Kardinal Vegliò: „Wie kann ein denkendes Hirn so etwas sagen?“
Der Vatikan drängt
auf mehr Solidarität gegenüber Kriegsflüchtlingen in Europa. Er wünsche sich eine
Aufnahme irakischer Flüchtlinge in den reicheren Nationen der Staatengemeinschaft
wie etwa Deutschland, Frankreich, Großbritannien und Spanien, bekräftigte der Präsident
des Päpstlichen Rates für die Migrantenseelsorge an diesem Donnerstag. Er äußerte
sich nach einem Treffen mit Papst Franziskus im Interview mit Radio Vatikan. Antonio
Maria Vegliò fand dabei deutliche Worte:
„Angesichts der Dramen, die diese
Menschen erleben, kann ich nicht verstehen, wenn jemand sagt: Schicken wir sie in
ihr Land zurück. Ein Hirn, das denkt – wie kann es so etwas sagen? Jemandem, der aus
einem Land geflohen ist, in dem er umgebracht werden soll, zu sagen: Kehre in dein
Land zurück! Da fehlt nicht nur die Menschlichkeit, sondern auch die Intelligenz.“
Ein
klarer Seitenhieb auf Positionen, die sich in der laufenden Debatte strikt gegen eine
größere Aufnahme von Flüchtlingen wenden – trotz der lebensbedrohlichen Lage in gleich
mehreren Ländern wie dem Irak, Syrien und Libyen. Insgesamt unternähmen die internationale
Gemeinschaft und Europa „sehr wenig“, findet der Kardinal:
„Meiner Meinung
nach müsste Europa mehr Sensibilität haben. Leider haben wir so viele Probleme, egoistisch
gesagt: Man denkt nur an sich und nicht an die anderen. Wenn wir aber an unsere Probleme
in Italien denken – die Wirtschaft geht nicht gut, viele haben keine Arbeit – sind
diese Probleme doch relativ klein im Vergleich zu denen des irakischen Volkes, das
flieht, um nicht ausgelöscht zu werden.“
Kardinal Vegliò hofft dagegen,
dass das Beispiel der Kirche, die sich für bedingungslose Solidarität und die Aufnahme
Schutzbedürftiger stark macht, in Europa Schule macht.
Frontex plus
soll helfen Am Mittwoch war bekannt geworden, dass die EU Italien mit der
Operation „Frontex Plus“ bei der Rettung von Flüchtlingen im Mittelmeerraum unterstützen
will. „Die Euro-Solidarität muss nun in konkrete Aktionen umgewandelt werden“, sagte
EU-Innenkommissarin Cecilia Malmström nach einem Treffen mit dem italienischen Innenminister
Angelino Alfano in Brüssel. Italien dürfe mit den Flüchtlingsdramen vor seiner Küste
nicht alleingelassen werden. Das denkt auch Kardinal Vegliò:
„Es ist ein
Drama – denn man kann nicht denken, dass ein Land wie Italien alles allein lösen kann.

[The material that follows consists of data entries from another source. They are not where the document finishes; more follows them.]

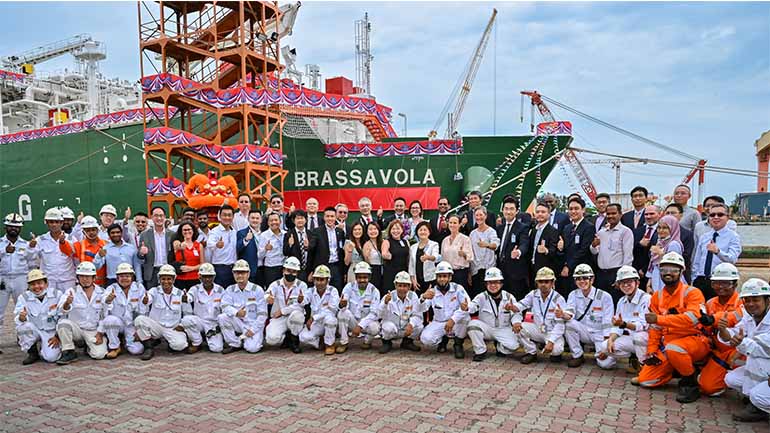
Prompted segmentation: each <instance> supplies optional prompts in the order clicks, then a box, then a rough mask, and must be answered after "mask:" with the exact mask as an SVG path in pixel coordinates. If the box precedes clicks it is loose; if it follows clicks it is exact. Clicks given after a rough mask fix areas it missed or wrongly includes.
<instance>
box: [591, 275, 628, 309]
mask: <svg viewBox="0 0 770 433" xmlns="http://www.w3.org/2000/svg"><path fill="white" fill-rule="evenodd" d="M618 269H620V268H611V269H599V271H598V272H597V273H596V279H595V280H594V286H595V287H596V288H597V289H602V290H604V291H605V292H607V293H609V294H610V295H612V302H613V304H615V305H617V303H618V300H620V298H622V297H623V292H621V291H620V290H619V289H618V288H616V287H615V277H616V276H617V275H618Z"/></svg>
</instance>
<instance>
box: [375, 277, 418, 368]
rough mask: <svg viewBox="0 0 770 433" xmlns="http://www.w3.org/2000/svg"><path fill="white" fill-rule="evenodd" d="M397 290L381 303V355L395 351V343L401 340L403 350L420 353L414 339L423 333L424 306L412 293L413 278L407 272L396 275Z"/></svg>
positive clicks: (395, 284)
mask: <svg viewBox="0 0 770 433" xmlns="http://www.w3.org/2000/svg"><path fill="white" fill-rule="evenodd" d="M393 283H394V284H395V285H396V290H393V291H391V292H388V293H387V294H386V295H385V296H383V298H382V301H380V306H379V310H380V317H381V318H382V325H381V326H382V347H381V348H380V353H383V354H384V353H388V352H390V350H391V349H393V341H392V340H395V339H399V338H400V339H401V348H402V349H405V350H411V351H412V352H419V351H420V348H419V347H418V346H416V345H415V344H414V339H415V338H418V337H419V336H420V332H422V312H423V310H422V305H421V304H420V299H419V298H418V297H417V294H416V293H414V292H413V291H411V290H410V289H411V287H412V277H410V276H409V273H408V272H406V271H401V272H399V273H398V274H396V278H394V279H393Z"/></svg>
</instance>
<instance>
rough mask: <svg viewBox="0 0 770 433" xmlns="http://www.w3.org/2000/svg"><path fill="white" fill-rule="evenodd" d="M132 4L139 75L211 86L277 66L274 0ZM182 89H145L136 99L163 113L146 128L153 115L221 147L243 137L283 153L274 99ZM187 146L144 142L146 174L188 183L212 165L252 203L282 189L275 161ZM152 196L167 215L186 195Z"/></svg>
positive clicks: (275, 8) (239, 87) (275, 106)
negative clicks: (245, 196) (196, 150)
mask: <svg viewBox="0 0 770 433" xmlns="http://www.w3.org/2000/svg"><path fill="white" fill-rule="evenodd" d="M137 9H138V17H139V36H140V37H139V46H140V68H141V75H142V77H147V76H150V75H152V76H164V75H166V74H168V75H173V76H175V78H176V77H179V78H181V79H184V80H189V81H187V82H189V83H195V88H196V89H199V90H204V91H210V92H216V91H221V90H225V89H237V88H246V87H257V86H261V85H263V84H264V83H270V82H271V81H270V78H271V77H274V76H276V75H278V74H279V73H280V71H281V70H282V66H281V64H280V59H279V54H280V37H279V35H278V33H276V32H275V31H273V29H274V28H275V27H276V26H275V23H276V22H278V20H279V19H280V15H281V12H280V10H279V8H278V4H277V2H252V1H203V2H185V1H159V2H139V3H138V5H137ZM276 81H277V86H279V87H278V88H277V90H278V91H280V85H281V84H280V80H274V79H273V82H276ZM189 90H190V88H189V87H188V88H183V89H182V88H178V89H175V88H171V87H163V88H160V89H153V90H151V91H144V92H143V95H142V103H143V106H144V107H148V108H161V110H159V111H161V112H162V113H163V114H162V115H160V114H159V113H157V112H155V113H156V114H155V115H154V117H153V115H148V116H146V117H145V119H144V127H145V130H147V128H148V123H149V122H152V121H153V120H156V121H157V122H158V123H159V124H161V125H163V126H164V127H166V128H173V129H175V130H179V131H182V132H185V133H189V134H192V135H194V136H196V137H199V138H200V139H202V140H204V141H205V142H207V143H208V144H210V145H216V146H224V148H225V150H226V149H227V147H228V146H232V145H244V144H246V145H256V146H265V147H266V150H267V149H270V150H271V151H276V150H277V151H278V152H280V154H281V155H282V154H283V139H282V128H283V120H282V117H281V112H280V106H278V105H264V106H255V105H251V104H245V103H244V104H240V105H233V106H217V105H216V104H210V103H206V102H205V101H202V100H200V99H195V98H192V97H190V96H189V93H188V92H189ZM191 147H192V145H180V144H172V143H152V142H145V144H144V156H145V170H146V176H147V181H148V182H150V181H151V180H153V179H159V178H162V179H172V178H175V179H178V180H181V181H183V182H185V183H187V182H188V180H189V179H190V177H191V176H193V175H194V174H196V173H206V172H207V171H211V170H213V171H215V172H217V173H218V174H219V176H225V175H232V176H233V177H234V178H235V179H236V181H237V182H238V185H239V188H240V190H241V191H246V192H248V193H249V194H250V195H251V197H252V199H253V200H255V201H257V204H258V205H259V204H261V202H262V201H267V200H269V197H270V195H271V194H273V193H283V187H284V180H285V177H286V174H287V171H286V170H284V169H283V167H282V165H270V164H267V163H264V164H261V163H255V162H248V161H247V162H242V163H222V162H220V161H218V160H215V159H212V158H209V157H207V156H205V155H203V154H201V153H199V152H194V151H193V150H192V149H191ZM158 203H165V204H166V206H167V207H168V209H169V212H170V213H171V215H172V216H173V215H174V214H177V213H178V209H176V210H175V209H174V208H175V207H179V206H184V204H185V200H184V197H180V196H178V195H176V194H173V193H161V194H154V195H151V194H148V197H147V206H148V209H149V208H151V207H152V206H154V205H156V204H158Z"/></svg>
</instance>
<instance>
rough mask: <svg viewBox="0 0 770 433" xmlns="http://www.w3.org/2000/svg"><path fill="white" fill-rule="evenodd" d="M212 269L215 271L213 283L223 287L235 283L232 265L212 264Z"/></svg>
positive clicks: (225, 287) (233, 283)
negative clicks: (221, 264)
mask: <svg viewBox="0 0 770 433" xmlns="http://www.w3.org/2000/svg"><path fill="white" fill-rule="evenodd" d="M214 271H215V272H216V273H217V274H216V276H214V282H215V283H217V284H219V285H220V286H222V287H224V288H225V289H226V288H228V287H230V286H232V285H233V284H235V278H234V277H233V265H214Z"/></svg>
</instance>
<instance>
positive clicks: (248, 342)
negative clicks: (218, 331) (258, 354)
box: [217, 282, 267, 353]
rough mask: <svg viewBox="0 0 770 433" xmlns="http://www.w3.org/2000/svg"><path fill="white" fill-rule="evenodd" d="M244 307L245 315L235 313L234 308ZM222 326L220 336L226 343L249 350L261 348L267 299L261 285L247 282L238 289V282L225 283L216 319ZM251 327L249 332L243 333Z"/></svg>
mask: <svg viewBox="0 0 770 433" xmlns="http://www.w3.org/2000/svg"><path fill="white" fill-rule="evenodd" d="M240 310H246V315H245V316H243V317H237V314H238V311H240ZM217 320H218V321H219V326H220V327H221V328H222V336H223V337H224V340H225V343H227V345H228V346H230V347H241V344H243V348H244V349H246V351H248V352H251V353H256V352H259V351H260V350H262V346H263V342H264V335H263V332H264V330H265V320H267V301H265V292H264V291H263V290H262V287H260V286H258V285H256V284H254V283H251V282H247V283H246V286H245V287H244V288H243V289H241V288H240V287H239V286H238V284H233V285H232V286H229V287H228V288H227V290H225V293H224V294H223V295H222V314H220V315H219V318H218V319H217ZM249 331H251V332H252V333H253V335H252V336H251V337H249V336H247V333H248V332H249Z"/></svg>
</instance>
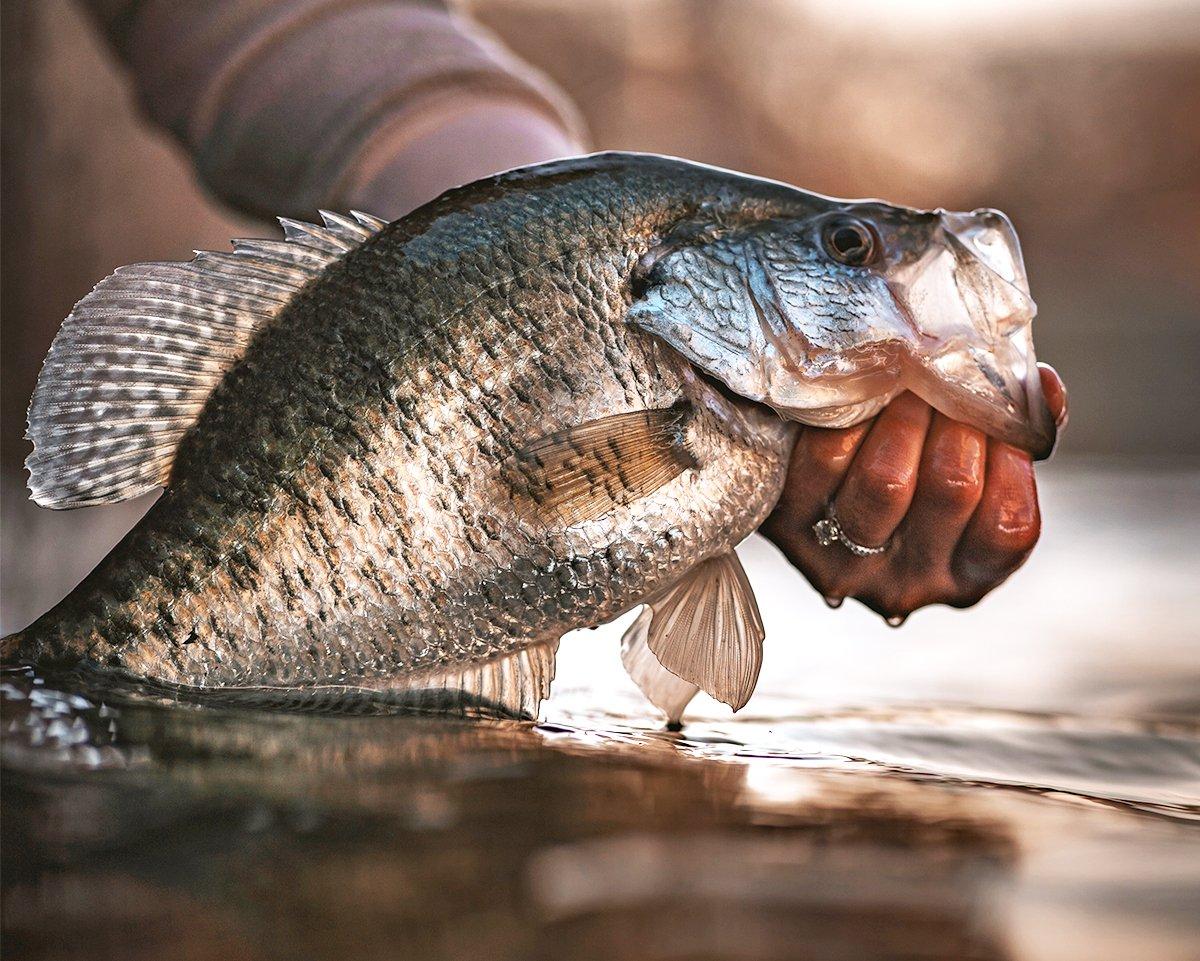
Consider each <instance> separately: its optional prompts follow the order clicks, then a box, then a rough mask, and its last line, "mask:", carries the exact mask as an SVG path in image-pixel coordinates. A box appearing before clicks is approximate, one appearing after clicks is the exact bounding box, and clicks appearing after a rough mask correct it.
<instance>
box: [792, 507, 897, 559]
mask: <svg viewBox="0 0 1200 961" xmlns="http://www.w3.org/2000/svg"><path fill="white" fill-rule="evenodd" d="M812 533H814V534H816V535H817V543H820V545H821V546H822V547H833V545H835V543H840V545H841V546H842V547H845V548H846V549H847V551H850V553H852V554H853V555H854V557H874V555H875V554H882V553H883V552H884V551H887V549H888V547H889V546H890V545H892V541H888V542H887V543H884V545H882V546H880V547H864V546H863V545H860V543H854V541H852V540H851V539H850V537H847V536H846V531H845V530H842V529H841V522H840V521H839V519H838V512H836V511H835V510H834V509H833V501H832V500H830V501H829V503H828V504H826V516H824V519H822V521H817V522H816V523H815V524H814V525H812Z"/></svg>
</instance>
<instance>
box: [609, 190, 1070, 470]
mask: <svg viewBox="0 0 1200 961" xmlns="http://www.w3.org/2000/svg"><path fill="white" fill-rule="evenodd" d="M812 200H814V212H812V215H811V216H805V217H800V218H786V220H784V218H780V220H770V221H761V222H757V223H754V224H751V226H748V227H736V228H722V227H714V228H712V229H700V230H697V229H695V228H692V229H690V230H688V232H682V233H680V234H679V235H678V236H677V238H668V239H667V240H666V241H665V242H664V244H662V245H661V246H660V247H658V248H656V250H654V251H652V252H650V253H649V254H648V256H647V258H644V262H643V268H644V277H643V280H644V287H646V289H644V294H643V295H642V296H641V298H640V299H637V300H636V301H635V304H634V306H632V307H631V308H630V314H629V319H630V320H631V322H632V323H635V324H636V325H638V326H641V328H642V329H644V330H647V331H649V332H652V334H655V335H656V336H659V337H661V338H662V340H664V341H666V342H667V343H668V344H671V347H673V348H674V349H676V350H678V352H679V353H682V354H683V355H684V356H685V358H686V359H688V360H690V361H691V362H692V364H694V365H696V366H697V367H698V368H701V370H702V371H703V372H704V373H707V374H709V376H710V377H713V378H715V379H718V380H720V382H721V383H722V384H724V385H725V386H727V388H728V389H730V390H732V391H733V392H736V394H738V395H740V396H743V397H746V398H749V400H752V401H757V402H760V403H763V404H768V406H770V407H773V408H774V409H775V410H778V412H779V413H780V414H781V415H782V416H785V418H788V419H791V420H797V421H800V422H803V424H810V425H817V426H823V427H846V426H850V425H852V424H857V422H859V421H862V420H864V419H866V418H869V416H872V415H874V414H876V413H878V410H881V409H882V408H883V406H884V404H887V403H888V401H890V400H892V398H893V397H895V396H896V395H898V394H900V392H901V391H904V390H911V391H913V392H914V394H917V395H918V396H920V397H922V398H924V400H925V401H926V402H929V403H930V404H931V406H932V407H935V408H936V409H938V410H941V412H942V413H944V414H946V415H948V416H950V418H954V419H955V420H960V421H965V422H967V424H971V425H973V426H976V427H978V428H980V430H982V431H984V432H985V433H988V434H990V436H992V437H996V438H998V439H1001V440H1006V442H1008V443H1010V444H1014V445H1016V446H1019V448H1022V449H1025V450H1027V451H1030V452H1032V454H1033V455H1034V456H1038V457H1044V456H1046V455H1049V452H1050V450H1051V448H1052V446H1054V439H1055V424H1054V418H1052V416H1051V414H1050V410H1049V408H1048V406H1046V403H1045V398H1044V397H1043V394H1042V384H1040V378H1039V376H1038V370H1037V362H1036V359H1034V355H1033V340H1032V328H1031V323H1032V320H1033V316H1034V313H1036V312H1037V307H1036V305H1034V302H1033V300H1032V298H1031V296H1030V288H1028V281H1027V280H1026V276H1025V265H1024V262H1022V259H1021V250H1020V244H1019V242H1018V239H1016V233H1015V230H1014V229H1013V226H1012V223H1010V222H1009V221H1008V218H1007V217H1006V216H1004V215H1003V214H1000V212H998V211H995V210H976V211H972V212H970V214H962V212H950V211H944V210H935V211H922V210H912V209H908V208H898V206H892V205H889V204H882V203H878V202H834V200H827V199H824V198H816V197H814V198H812Z"/></svg>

Und ich bin zufrieden, dass in Europa das Problem ein wenig erkannt wurde mit ,Mare
Nostrum‘ und nun ,Frontex plus‘. Wir arbeiten, wo wir können, und hoffen, dass die
Leute diesen Problemen sensibel gegenüber sind.“
Dank der von der italienischen
Regierung ins Leben gerufenen Rettungsaktion „Mare Nostrum“ konnten im vergangenen
Jahr tausende von Bootsflüchtlingen auf dem Mittelmeer vor dem Ertrinken gerettet
werden. Das Land hatte jedoch zuletzt angekündigt, die Mission solle aus Kostengründen
eingestellt werden. Dennoch sind laut Angaben des UN-Hochkommissariats für Flüchtlinge
in diesem Jahr bereits über 1.800 Menschen auf dem Mittelmeer verschwunden, 1.600
allein seit Juni. Der Ausgangpunkt für diese gefährlichen Überfahrten nach Europa
sei zumeist Libyen, so das UNHCR. Die Flüchtlingswelle aus dem Irak sei in der Tat
nur „die Spitze des Eisberges“, so der Präsident des Päpstlichen Migrantenrates.